In another aspect, the present invention provides methods of distinguishing between the presence of early stage liver fibrosis and late stage liver fibrosis in a subject having CLD. The methods can include: (a) detecting a concentration of CECs in a blood sample of a subject; (b) comparing the concentration of CECs in the blood sample of the subject with a reference value; (c) diagnosing the subject with early stage fibrosis if the subject's blood concentration of CECs is below the reference value; and (d) diagnosing the subject with late stage fibrosis if the subject's blood concentration of CECs is above the reference value.

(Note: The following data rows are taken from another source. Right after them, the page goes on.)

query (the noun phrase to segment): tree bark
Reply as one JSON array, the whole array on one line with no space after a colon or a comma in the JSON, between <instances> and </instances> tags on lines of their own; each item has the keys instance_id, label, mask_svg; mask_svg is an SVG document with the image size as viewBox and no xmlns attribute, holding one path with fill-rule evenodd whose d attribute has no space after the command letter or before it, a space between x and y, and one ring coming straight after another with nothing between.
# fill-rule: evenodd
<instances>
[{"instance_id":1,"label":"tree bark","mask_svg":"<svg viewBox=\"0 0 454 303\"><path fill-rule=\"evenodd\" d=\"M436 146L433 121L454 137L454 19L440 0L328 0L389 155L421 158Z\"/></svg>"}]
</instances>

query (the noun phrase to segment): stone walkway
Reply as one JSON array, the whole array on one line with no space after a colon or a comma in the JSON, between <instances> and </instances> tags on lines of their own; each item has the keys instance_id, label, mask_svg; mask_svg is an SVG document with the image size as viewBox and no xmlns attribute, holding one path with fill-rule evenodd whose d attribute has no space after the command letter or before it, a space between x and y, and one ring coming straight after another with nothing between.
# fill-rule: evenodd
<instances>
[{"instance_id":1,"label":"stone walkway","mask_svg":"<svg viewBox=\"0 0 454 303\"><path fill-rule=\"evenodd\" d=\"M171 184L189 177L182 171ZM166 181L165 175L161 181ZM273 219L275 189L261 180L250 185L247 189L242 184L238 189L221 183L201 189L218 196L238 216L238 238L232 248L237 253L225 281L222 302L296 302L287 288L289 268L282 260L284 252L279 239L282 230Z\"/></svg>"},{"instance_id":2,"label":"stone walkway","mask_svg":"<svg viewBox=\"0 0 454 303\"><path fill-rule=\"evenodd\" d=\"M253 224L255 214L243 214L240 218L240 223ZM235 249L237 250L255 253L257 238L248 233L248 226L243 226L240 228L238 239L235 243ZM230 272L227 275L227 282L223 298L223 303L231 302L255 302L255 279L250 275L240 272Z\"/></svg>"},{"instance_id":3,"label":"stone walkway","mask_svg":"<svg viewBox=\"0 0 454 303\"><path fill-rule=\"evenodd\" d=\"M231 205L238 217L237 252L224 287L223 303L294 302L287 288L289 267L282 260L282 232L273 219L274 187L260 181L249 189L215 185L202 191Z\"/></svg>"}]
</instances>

In another aspect, the present invention provides methods of monitoring a subject having CLD for development of advanced fibrosis. The methods can include: (a) detecting a concentration of CECs in a blood sample of a subject and comparing the blood CEC concentration to a reference value; and if the concentration of CECs in the blood sample of the subject is lower than the reference value, then (b) performing the same detection and comparison step at one or more subsequent time points, e.g., until the concentration of CECs in the blood sample of the subject is higher than the reference value.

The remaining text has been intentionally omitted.